About a week ago I scrapped my arm on the corner of a brick building. Because I was running at the time I ended up with a couple four inch long scraps and a couple of shorter ones. They scabbed over but a few days ago I scratched and peeled off the scabs cause they were itching. Pale, shiny, rough lines of healing skin. I look at it and I think what if I cut lines from my wrist to my elbow, deep cuts that would scar so my whole arm looked like that. I sudder at the thought that is at once appealing and quite scary. These thoughts have caused me to think back on the days that I used to cut myself.
It has been many years since I cut myself habitually. But less than a year since I did as a one time thing while depressed.
I don't recall the first time I cut. I remember being 18, exploring the internet and coming across a page about people who self injure and I could not fathom why someone would cut themselves.
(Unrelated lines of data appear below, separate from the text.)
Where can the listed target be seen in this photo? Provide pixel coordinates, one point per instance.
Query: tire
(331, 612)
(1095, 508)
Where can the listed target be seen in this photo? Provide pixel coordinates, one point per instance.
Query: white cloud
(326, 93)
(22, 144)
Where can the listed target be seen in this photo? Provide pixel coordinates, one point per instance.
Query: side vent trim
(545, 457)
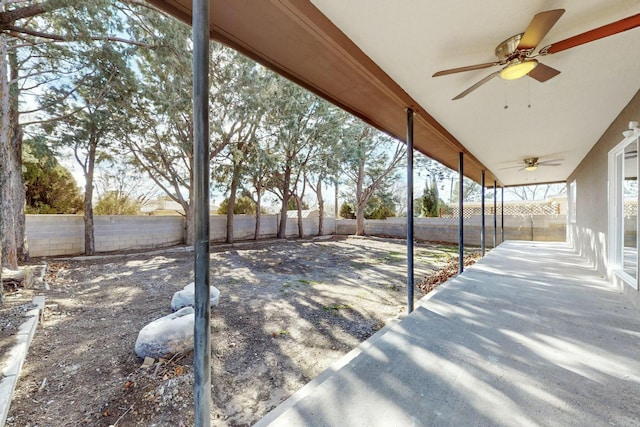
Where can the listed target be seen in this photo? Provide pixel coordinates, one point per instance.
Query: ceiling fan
(516, 54)
(533, 163)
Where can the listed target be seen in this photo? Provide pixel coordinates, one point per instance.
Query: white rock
(167, 335)
(186, 297)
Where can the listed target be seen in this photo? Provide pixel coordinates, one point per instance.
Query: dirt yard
(287, 311)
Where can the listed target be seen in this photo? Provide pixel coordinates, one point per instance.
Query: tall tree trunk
(336, 209)
(8, 160)
(282, 230)
(360, 205)
(320, 206)
(189, 225)
(89, 237)
(16, 144)
(300, 224)
(232, 202)
(256, 234)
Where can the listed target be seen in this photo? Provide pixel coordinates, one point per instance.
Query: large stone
(167, 335)
(186, 297)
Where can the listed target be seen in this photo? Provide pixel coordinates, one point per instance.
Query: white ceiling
(411, 40)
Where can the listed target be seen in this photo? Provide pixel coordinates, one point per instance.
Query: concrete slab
(529, 336)
(11, 371)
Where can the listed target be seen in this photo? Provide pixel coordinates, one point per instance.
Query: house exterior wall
(589, 233)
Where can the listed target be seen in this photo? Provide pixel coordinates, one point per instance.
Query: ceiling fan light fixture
(518, 69)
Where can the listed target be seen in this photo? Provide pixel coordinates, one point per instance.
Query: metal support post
(495, 214)
(409, 210)
(502, 217)
(483, 242)
(202, 325)
(461, 211)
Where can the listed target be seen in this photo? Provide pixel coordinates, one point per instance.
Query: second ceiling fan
(516, 55)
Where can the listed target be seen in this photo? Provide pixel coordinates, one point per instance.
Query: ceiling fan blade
(550, 162)
(477, 85)
(542, 73)
(592, 35)
(467, 68)
(538, 28)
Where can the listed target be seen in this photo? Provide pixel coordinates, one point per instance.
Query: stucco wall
(589, 233)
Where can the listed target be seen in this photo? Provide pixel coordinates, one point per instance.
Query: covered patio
(530, 335)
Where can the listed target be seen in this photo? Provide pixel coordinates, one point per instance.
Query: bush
(347, 211)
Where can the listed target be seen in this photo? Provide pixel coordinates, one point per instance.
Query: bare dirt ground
(288, 309)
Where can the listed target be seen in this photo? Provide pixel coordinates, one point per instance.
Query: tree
(244, 99)
(299, 122)
(535, 192)
(369, 160)
(93, 117)
(244, 205)
(34, 40)
(471, 193)
(116, 203)
(346, 211)
(50, 188)
(259, 163)
(380, 206)
(430, 200)
(162, 145)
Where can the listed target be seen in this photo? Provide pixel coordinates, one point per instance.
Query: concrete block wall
(55, 235)
(51, 235)
(59, 235)
(537, 227)
(120, 232)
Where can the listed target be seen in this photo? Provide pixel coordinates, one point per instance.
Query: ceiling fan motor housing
(505, 50)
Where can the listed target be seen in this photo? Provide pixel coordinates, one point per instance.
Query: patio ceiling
(374, 58)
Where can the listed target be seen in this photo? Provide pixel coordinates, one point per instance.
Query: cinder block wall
(55, 235)
(119, 232)
(537, 227)
(59, 235)
(51, 235)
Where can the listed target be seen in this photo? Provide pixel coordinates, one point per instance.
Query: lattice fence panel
(630, 208)
(513, 209)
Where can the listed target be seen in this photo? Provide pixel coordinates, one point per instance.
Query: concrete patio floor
(530, 335)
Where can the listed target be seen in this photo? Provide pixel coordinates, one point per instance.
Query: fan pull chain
(506, 102)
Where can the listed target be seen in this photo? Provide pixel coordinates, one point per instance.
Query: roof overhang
(294, 39)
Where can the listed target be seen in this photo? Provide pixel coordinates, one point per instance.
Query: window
(572, 201)
(623, 209)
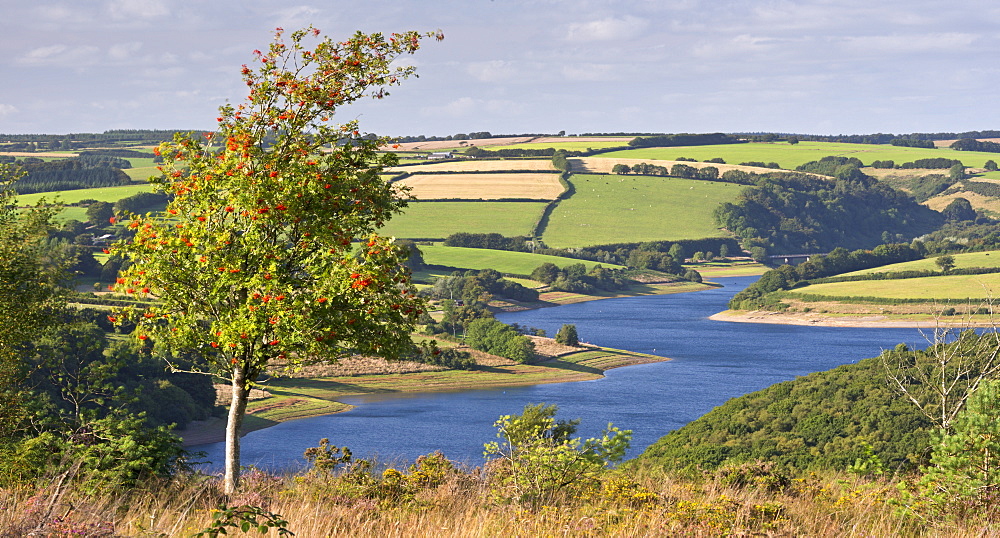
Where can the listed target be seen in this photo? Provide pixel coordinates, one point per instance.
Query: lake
(712, 361)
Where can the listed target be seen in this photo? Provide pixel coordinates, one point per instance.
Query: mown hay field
(537, 186)
(438, 220)
(627, 209)
(476, 165)
(515, 263)
(790, 156)
(955, 287)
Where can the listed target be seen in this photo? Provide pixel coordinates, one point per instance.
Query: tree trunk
(237, 408)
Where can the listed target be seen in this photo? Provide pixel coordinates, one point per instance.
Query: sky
(524, 66)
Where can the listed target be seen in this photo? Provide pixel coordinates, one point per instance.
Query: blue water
(712, 362)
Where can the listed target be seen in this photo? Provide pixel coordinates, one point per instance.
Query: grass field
(476, 165)
(141, 174)
(618, 209)
(537, 186)
(517, 263)
(568, 144)
(600, 165)
(102, 194)
(790, 156)
(441, 219)
(962, 261)
(973, 287)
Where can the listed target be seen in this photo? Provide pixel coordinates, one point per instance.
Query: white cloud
(292, 18)
(588, 71)
(493, 71)
(124, 51)
(61, 55)
(910, 44)
(608, 29)
(465, 107)
(127, 10)
(460, 107)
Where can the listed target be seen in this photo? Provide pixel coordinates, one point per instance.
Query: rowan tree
(252, 265)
Fast forward two years, to me sharpening my pocket knife and "testing" it on my arm. I was "testing" my knife several times a week before I realized what I was doing. I never cut very deep, just deep enough for some blood and pain. The cuts I made back then didn't scar. I didn't cut for scars I cut to feel something, even physical pain, other than the gapping void I felt in my life.
I don't remember stopping but I most have at some point. There were times that I thought to myself, "This isn't the best thing to do," and vowed to stop but I wouldn't. I couldn't stop until I didn't need to cut anymore. Now when I see a knife my mind flashes to how it would feel to cut myself with it. To watch blood flow and clear my mind of everything except the pain, even just for a little while. This takes less than a second and then I move on but the thought is there.
I'm not feeling depressed right now. I'm much to busy and excited with work stuff to really feel depressed. It's just I don't think I've ever written about this and I've been thinking about it so here it is. Now to bed with me so I can be well rested for tomorrow's ten hour shift.